Food For Thought: Cervelli & Posada

There’s no better PitchFX analyst than Mike Fast, and today he used to the data to look not at pitchers, but catchers. The graph above shows Javy Vazquez‘s called balls and strikes from last season when Frankie Cervelli was catching. It’s not terribly exciting by itself, but it is when you compare it to this graph that shows the same thing with Jorge Posada behind the plate (here’s a gif for easy comparison). Yeah, big difference. Jorge’s pitch-framing abilities have long been in question, but now we’ve got some hard evidence showing just how questionable they were.

Of course, we are looking at a small sample size of data, let’s keep that in mind. Cervelli caught 110.2 of Javy’s innings last year, Posada just 44.2. And we also have to remember that umpires tend to make mistakes, especially when they’re looking over the catcher’s shoulder and the ball is on the corner of the other side of the plate. I’m not making excuses for Jorge, because he’s bad at pretty much everything behind the plate these days, just making sure you’re aware of what’s going on. Anyway, Posada’s not going to do much catching this season, so it’s no longer a concern.
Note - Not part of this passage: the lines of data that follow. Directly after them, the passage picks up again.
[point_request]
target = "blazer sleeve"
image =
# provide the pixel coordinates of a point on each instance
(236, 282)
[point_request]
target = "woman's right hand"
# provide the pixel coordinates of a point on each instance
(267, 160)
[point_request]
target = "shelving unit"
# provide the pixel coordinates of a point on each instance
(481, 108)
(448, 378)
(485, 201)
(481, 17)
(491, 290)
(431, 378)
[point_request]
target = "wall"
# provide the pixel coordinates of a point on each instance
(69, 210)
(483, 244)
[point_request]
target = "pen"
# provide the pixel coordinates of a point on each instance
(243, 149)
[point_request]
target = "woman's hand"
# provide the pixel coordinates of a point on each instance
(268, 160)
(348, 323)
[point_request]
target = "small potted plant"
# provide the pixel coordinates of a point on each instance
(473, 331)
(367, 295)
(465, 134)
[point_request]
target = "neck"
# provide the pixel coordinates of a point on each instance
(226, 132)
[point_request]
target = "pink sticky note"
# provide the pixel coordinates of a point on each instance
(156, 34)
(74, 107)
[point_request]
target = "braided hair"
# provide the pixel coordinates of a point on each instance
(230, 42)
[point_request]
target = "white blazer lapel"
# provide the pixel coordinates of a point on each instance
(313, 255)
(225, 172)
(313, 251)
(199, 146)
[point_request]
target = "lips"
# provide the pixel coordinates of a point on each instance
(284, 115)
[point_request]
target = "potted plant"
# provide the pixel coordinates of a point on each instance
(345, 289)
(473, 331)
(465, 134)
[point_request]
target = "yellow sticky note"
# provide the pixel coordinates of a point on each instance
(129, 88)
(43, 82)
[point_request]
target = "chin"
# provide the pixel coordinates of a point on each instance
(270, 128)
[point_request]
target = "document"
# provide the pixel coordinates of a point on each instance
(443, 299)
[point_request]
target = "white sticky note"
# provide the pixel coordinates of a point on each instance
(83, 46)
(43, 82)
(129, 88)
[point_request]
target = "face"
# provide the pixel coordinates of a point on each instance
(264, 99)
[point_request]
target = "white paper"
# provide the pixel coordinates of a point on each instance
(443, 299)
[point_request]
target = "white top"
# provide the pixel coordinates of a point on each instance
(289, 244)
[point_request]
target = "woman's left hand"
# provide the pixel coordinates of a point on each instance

My favorite graph from the post was this one, showing pitch location (horizontally) by age. The older the pitcher, the further away from the middle of the plate they pitch (denoted as 0). If only they knew then what they knew now, eh?

The article does not appear to require a Baseball Prospectus subscription, so now you really have no reason to check it out. Great stuff from Mike.

Food For Thought: Brett Gardner

That up there comes from Baseball Analytics, and shows how often Brett Gardner swung at a pitch by location. It was no better than 50-50 that he would swing at a pitch right down the middle last year, but it was basically a one-in-five chance that he’d swing at something on the corners or at the knees. They also have graphs for 2008 and 2009, which allows you to see his plate discipline progression. Here’s a gif of the three, maybe that’s easier to compare. It’s pretty obvious that he’s gotten better and better at laying off stuff out of the zone, always a plus, but Gardner can be pretty infuriating when he lets a something hittable go by in a hitter’s count.